The revolutionary state had to have a new democratic system which represented the will of the people. Lenin wanted an electoral system of proportional representation with the right of recall of elected representatives. Lenin presented a report on the Right of Recall at a meeting dated, November 21 (December 4), 1917 in which he said: “The question of re-election is one of actually implementing the democratic principle. It is the accepted practice in all leading countries that only the elected are entitled to speak in the language of state legislation. But having allowed the right of summons for the conduct of affairs of state, the bourgeoisie intentionally withheld the right of recall – the right of actual control.
“In all revolutionary periods in history, a prominent feature in the struggle for constitutional changes has been the fight for the right of recall.
“Democratic representation exists and is accepted under all parliamentary systems, but this right of representation is curtailed by the fact that the people have the right to cast their votes once in every two years, and while it often turns out that their votes have installed those who help to oppress them, they are deprived of the democratic right to put a stop to that by removing these men.
“But this democratic right of recall has survived in countries with old democratic traditions, for instance, in some cantons of Switzerland and some states of America.
“Any great revolution clearly confronts the people not only with the use of existing statutes but also with the framing of appropriate new statutes. It is necessary, therefore, in view of the impending convocation of the Constituent Assembly, to review the new electoral statutes.
“The Soviets have been created by the working people themselves, by their revolutionary energy and initiative, and that is the only guarantee of their working entirely to promote the interests of the masses. The truly popular nature of the Soviets is evident in the fact that every peasant sends his representatives to the Soviet and is also entitled to recall them.
“Various parties in this country have been in power. The last time power passed from one party to another there was a revolution, a rather stormy revolution, but if we had had the right of recall, a simple vote would have sufficed.
“There is this word freedom. In the old days it meant freedom for the bourgeoisie to manipulate its millions for swindling, freedom to use its forces through such swindling. We have done with the bourgeoisie and that kind of freedom. The state is an institution for coercion. In the old days, it was the coercion of the whole people by a handful of money-bags. We want to turn the state into an institution enforcing the will of the people. We want to institute coercion in the working people’s interests.
“Failure to grant the right of recall from the Constituent Assembly is failure to elicit the revolutionary will of the people, it is usurpation of the people’s rights. We do have proportional representation, which is indeed the most democratic. Under this system it may be somewhat difficult to introduce the right of recall but the difficulties entailed are purely technical and are fairly easy to overcome. In any case there is no contradiction between proportional representation and the right of recall.”
Given below is the text of the Draft Decree on the Right of Recall, signed by V I Lenin on November 19 (December 2), 1917.
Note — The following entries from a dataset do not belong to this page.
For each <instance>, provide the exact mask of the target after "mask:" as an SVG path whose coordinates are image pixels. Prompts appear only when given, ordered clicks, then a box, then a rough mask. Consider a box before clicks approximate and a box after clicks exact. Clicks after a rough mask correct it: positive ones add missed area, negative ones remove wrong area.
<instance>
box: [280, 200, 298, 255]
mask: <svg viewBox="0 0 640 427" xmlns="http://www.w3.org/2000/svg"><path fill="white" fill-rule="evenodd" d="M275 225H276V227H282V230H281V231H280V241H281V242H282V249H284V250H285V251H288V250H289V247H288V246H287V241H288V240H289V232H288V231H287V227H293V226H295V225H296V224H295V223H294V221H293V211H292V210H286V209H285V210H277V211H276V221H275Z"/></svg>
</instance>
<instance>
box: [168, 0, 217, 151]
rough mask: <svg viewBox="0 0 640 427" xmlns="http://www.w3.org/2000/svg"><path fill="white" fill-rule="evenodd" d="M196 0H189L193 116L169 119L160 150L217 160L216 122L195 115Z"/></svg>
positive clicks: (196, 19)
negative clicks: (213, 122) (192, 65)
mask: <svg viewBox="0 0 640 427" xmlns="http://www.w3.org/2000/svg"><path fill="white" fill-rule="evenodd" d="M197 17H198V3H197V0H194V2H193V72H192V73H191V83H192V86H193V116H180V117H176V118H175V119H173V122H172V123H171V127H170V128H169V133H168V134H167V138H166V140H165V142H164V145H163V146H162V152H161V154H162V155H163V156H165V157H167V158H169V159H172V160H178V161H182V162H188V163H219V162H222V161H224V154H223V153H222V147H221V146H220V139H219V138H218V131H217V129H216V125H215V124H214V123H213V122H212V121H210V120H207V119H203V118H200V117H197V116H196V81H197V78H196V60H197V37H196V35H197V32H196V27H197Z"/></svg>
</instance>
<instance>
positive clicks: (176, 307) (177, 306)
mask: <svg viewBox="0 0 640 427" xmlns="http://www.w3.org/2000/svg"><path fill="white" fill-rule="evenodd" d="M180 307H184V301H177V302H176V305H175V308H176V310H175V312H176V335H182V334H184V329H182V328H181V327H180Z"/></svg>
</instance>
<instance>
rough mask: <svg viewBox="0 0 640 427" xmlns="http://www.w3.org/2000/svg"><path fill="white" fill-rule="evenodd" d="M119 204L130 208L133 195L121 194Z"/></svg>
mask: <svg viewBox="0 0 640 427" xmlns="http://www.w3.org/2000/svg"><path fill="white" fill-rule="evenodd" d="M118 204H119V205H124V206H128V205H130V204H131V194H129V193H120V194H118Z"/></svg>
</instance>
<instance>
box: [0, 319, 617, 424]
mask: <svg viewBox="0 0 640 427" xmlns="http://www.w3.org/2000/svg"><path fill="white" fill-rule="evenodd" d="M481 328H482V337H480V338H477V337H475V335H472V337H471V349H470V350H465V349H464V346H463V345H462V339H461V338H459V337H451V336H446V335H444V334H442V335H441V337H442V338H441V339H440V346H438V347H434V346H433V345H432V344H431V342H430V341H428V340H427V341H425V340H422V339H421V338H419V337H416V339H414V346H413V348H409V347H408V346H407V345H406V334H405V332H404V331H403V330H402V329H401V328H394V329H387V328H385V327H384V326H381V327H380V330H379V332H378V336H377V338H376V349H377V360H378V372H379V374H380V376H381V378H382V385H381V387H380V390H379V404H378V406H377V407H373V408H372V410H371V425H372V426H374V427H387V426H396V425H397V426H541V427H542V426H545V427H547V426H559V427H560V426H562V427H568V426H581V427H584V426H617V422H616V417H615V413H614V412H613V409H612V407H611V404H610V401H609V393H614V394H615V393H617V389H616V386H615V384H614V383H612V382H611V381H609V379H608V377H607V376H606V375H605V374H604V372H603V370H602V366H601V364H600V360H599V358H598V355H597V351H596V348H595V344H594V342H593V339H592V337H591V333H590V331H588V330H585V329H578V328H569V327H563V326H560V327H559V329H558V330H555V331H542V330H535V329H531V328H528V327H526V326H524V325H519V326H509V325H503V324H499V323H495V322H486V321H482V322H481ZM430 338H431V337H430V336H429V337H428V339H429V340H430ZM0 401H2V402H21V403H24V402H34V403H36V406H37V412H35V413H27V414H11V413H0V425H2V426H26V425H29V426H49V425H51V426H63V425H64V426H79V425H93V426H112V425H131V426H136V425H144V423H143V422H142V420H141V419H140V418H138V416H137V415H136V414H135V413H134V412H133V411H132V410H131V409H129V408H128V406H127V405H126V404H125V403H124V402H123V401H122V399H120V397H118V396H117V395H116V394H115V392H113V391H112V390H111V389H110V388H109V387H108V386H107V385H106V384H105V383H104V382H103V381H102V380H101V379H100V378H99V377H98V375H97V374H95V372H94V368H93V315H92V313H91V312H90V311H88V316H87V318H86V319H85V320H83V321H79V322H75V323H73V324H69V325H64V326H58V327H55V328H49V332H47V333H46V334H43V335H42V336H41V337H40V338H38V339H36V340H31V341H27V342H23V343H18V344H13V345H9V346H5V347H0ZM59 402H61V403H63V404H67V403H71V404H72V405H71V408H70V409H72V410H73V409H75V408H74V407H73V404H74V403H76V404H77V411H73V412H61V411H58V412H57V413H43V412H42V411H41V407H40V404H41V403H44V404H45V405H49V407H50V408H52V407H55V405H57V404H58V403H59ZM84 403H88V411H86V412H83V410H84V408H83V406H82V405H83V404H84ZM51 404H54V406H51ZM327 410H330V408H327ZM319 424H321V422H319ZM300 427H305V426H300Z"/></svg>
NO elective institution or representative assembly can be regarded as being truly democratic and really representative of the people’s will unless the electors’ right to recall those elected is accepted and exercised. This fundamental principle of true democracy applies to all representative assemblies without exception, including the Constituent Assembly.
Because the system of proportional representation is more democratic than the majority system, it demands more complex measures for the exercise of the right of recall, that is, the actual subordination of the elected to the people. But it would be betraying democracy and abdicating the basic principles and tasks of the socialist revolution, which has begun in Russia, to refuse, on that ground, to practise the right of recall, or to hamper or restrict its exercise in any way. What proportional representation demands is not a curtailment of the right of recall but a mere change of form.
Since the system of proportional representation is based on acceptance of the party system and the conduct of elections by organised parties, any major change in the balance of class forces and the relation of classes to parties, especially in the event of splits within major parties, necessarily produces the need for a re-election in any electoral district where there is a clear and obvious discrepancy between the will of the various classes and their strength, on the one hand, and the party composition of those elected, on the other. True democracy makes it imperative that the appointment of re-elections should not depend only on the institution to be re-elected, that is, that the desire on the part of those elected to retain their seats should not work against the exercise of the people’s will to recall its representatives.
In view of this, the All-Russia Central Executive Committee of the Soviets of Workers’, Soldiers’ and Peasants’ Deputies, resolves:
The Soviets of Workers’ and Soldiers’ Deputies and the Soviets of Peasants’ Deputies of each electoral district shall have the right to appoint re-elections to all city, Zemstvo and all other representative institutions in general, not excluding the Constituent Assembly. The Soviets shall also have the right to set the date for the re-elections, which shall be held in the usual manner, in strict conformity with the principles of the system of proportional representation.